Book subscription packages – are they worth it?
Until this year I’d never experienced any of the subscription packages run by publishers or book shops. But somehow in 2018 I’ve ended up as a customer for three of these with mixed experiences.
The Random Book Club
At the end of last year a blogger (wish I could remember who you are) talked about a second hand book shop in Scotland that had decided to start a subscription service as a new way of generating much needed income. It was called The Random Book Club and promised a hand-picked book each month in return for £59.
Here’s how they described the service
Sign up and we’ll send you a hand-picked book once a month from our shop, the largest second-hand bookshop in Scotland. And with an element of surprise. You won’t have any idea what it’s going to be until it arrives.
Of the twelve books, roughly half will be fiction, half non-fiction. Every book you receive will be hand-picked from our shop; there will be no Book Club, Readers Union or Reader’s Digest reprints and all books will be in good condition. And you get to keep the books.
The serendipity aspect was what really appealed to me.
I wish I could say this has been worth doing but sadly it’s not the case. The books I’ve received haven’t really been of interest. The first was a biography of Richard Burton that I’d already read. Then came a little dictionary of the origin of words in the English language. I can’t remember the ones in the middle but the most recent was about the migration West in the United States. All of them have gone unread to the charity shop. Not one has been fiction so, since I have a few months left to go, I’ve asked if the remaining books can be fiction.
Asymptote Book Club
“The best of
delivered to you
I think it was Marina Sofia at Finding Time to Write that first put me on to the Asymptote Book Club. They promised to give me “fiction which will inspire and challenge” via “exciting new works by emerging voices and beloved authors … from all over the globe” My own attempts to read from a broader range of countries had stalled a little so this seemed like the perfect way to get back on track.
Ok full disclosure here.
I’ve managed to read only one of the books they’ve sent so far.
This was a book from a Chines author, by Yan Ge. The Chilli Bean Paste Clan was enjoyable and suited my mood at the time. Others that are waiting for my attention do look appealing and are exactly what Asymptote promised in terms of coming from many different parts of the world.
We’ve had, for example, Aranyak, which is from a Bengali author and I Didn’t Talk by the Brazilian author Beatriz Bracher. In between we’ve been taken to to a small village in northern Norway during an Arctic winter, and a Naples apartment filled with haunting memories of the past.
There are different packages available: a three months’ subscription for people who just want a taste of what’s on offer before, possibly, committing fully. I went for the year thinking I needed that time to fully appreciate whether this is for me. At the moment, even though I haven’t actually read the books, I’m thinking I’ll continue into next year.

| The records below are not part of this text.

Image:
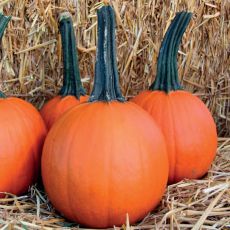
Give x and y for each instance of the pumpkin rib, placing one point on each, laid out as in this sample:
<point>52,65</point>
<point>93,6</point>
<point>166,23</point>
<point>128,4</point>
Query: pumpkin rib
<point>191,136</point>
<point>102,144</point>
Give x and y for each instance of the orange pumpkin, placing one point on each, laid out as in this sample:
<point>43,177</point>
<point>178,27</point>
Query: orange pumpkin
<point>105,158</point>
<point>72,92</point>
<point>187,124</point>
<point>22,135</point>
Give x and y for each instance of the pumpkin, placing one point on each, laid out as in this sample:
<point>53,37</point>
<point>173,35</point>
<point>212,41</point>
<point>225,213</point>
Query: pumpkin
<point>185,121</point>
<point>72,93</point>
<point>105,158</point>
<point>22,135</point>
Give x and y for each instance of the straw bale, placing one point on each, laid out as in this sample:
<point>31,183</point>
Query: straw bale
<point>31,60</point>
<point>189,204</point>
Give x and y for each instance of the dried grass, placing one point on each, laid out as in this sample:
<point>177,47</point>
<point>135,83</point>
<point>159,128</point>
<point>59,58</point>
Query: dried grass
<point>189,204</point>
<point>31,63</point>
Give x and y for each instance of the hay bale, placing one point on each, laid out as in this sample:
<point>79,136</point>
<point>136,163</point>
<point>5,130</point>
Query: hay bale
<point>31,62</point>
<point>189,204</point>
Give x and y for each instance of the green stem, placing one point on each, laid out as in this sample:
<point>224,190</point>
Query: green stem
<point>106,80</point>
<point>4,20</point>
<point>167,73</point>
<point>72,81</point>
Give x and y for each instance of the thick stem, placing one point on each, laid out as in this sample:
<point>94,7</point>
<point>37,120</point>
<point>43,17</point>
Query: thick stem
<point>72,81</point>
<point>4,20</point>
<point>106,80</point>
<point>167,73</point>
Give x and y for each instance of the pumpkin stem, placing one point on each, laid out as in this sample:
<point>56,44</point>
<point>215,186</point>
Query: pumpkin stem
<point>167,73</point>
<point>72,81</point>
<point>4,20</point>
<point>106,80</point>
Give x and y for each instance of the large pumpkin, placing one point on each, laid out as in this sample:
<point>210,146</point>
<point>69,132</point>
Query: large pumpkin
<point>187,124</point>
<point>105,158</point>
<point>22,135</point>
<point>72,92</point>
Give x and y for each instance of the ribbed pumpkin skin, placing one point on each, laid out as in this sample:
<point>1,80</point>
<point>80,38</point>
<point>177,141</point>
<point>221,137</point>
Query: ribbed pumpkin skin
<point>103,160</point>
<point>22,134</point>
<point>54,108</point>
<point>189,130</point>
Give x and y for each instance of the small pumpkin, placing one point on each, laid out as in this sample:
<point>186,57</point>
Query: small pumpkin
<point>72,93</point>
<point>22,135</point>
<point>105,158</point>
<point>187,124</point>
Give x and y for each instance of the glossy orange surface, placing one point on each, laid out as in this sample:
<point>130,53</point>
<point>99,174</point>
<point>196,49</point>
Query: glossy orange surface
<point>22,134</point>
<point>189,130</point>
<point>103,160</point>
<point>54,108</point>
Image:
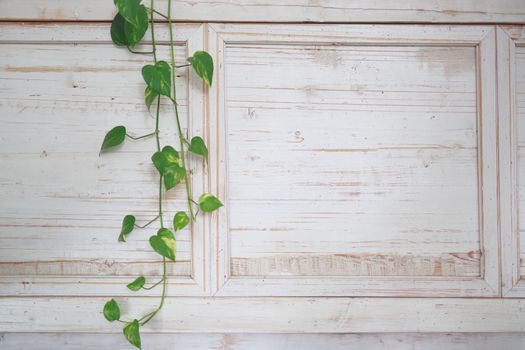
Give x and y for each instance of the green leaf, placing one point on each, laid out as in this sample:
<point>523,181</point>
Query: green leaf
<point>167,163</point>
<point>164,232</point>
<point>127,226</point>
<point>112,311</point>
<point>173,176</point>
<point>160,161</point>
<point>150,96</point>
<point>202,63</point>
<point>158,77</point>
<point>171,154</point>
<point>132,333</point>
<point>209,203</point>
<point>118,36</point>
<point>135,32</point>
<point>113,138</point>
<point>137,284</point>
<point>198,146</point>
<point>164,244</point>
<point>180,220</point>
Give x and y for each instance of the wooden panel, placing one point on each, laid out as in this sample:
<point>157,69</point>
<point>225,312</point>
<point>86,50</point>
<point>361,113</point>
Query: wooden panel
<point>511,71</point>
<point>374,341</point>
<point>269,315</point>
<point>339,159</point>
<point>444,11</point>
<point>62,204</point>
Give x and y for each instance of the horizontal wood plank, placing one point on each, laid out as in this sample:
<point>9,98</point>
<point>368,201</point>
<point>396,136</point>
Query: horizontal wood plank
<point>440,11</point>
<point>372,341</point>
<point>269,315</point>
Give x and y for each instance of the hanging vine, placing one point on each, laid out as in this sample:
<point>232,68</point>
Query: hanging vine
<point>127,30</point>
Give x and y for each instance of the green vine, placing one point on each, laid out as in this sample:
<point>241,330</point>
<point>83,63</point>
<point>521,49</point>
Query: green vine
<point>127,30</point>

My subscription to Bookishly came as a birthday gift from my sister. This is a company that started up in 2009 under a different name and sells various book-related items like prints and stationery. They have different book subscription packages. The one I have is their Tea and Book Club package where each month I receive a little bundle containing some stationery, a speciality tea, a bookmark and a vintage book (ie used).
The package is beautifully packed. I like the way they wrap the book separately so you get an additional surprise. This is the most recent delivery: two sheets of very high quality wrapping paper (almost too nice to use!); a bookmark, 4 tea bags containing Egyptian Camomile tea.
Inside the package is a Penguin Edition of Evelyn Waugh’s Brideshead Revisited. I’ve read the book three times already but still like the idea of having a Penguin edition. Last month’s package was also a Penguin edition – of The Fall by Albert Camus, which is one I’ve not read.
Overall I’ve enjoyed getting these little surprises through the letterbox though my gift subscription is now at an end. I’m unlikely to continue, not because I don’t rate the service, but there are only so many books I can read in one year and I don’t want my reading choices too heavily dictated by what other people select on my behalf.
And my overall verdict on book subscriptions?
A mixed reaction really.
On the positive side, there’s an element of fun in receiving books that you haven’t personally selected.
The downside is that you could end up with a lot of books which are not to your taste and which you would never have selected for yourself. No matter how good the price of the package sounds, if you end up giving away half of them then it’s money wasted that you could have spent on books you really do want. I may buy another subscription at some point in the future but I’ll know then to be a lot more particular in choosing the service.
What’s been your experience with subscription services? Have you actually read the books you received? Any companies or service providers you would recommend particularly?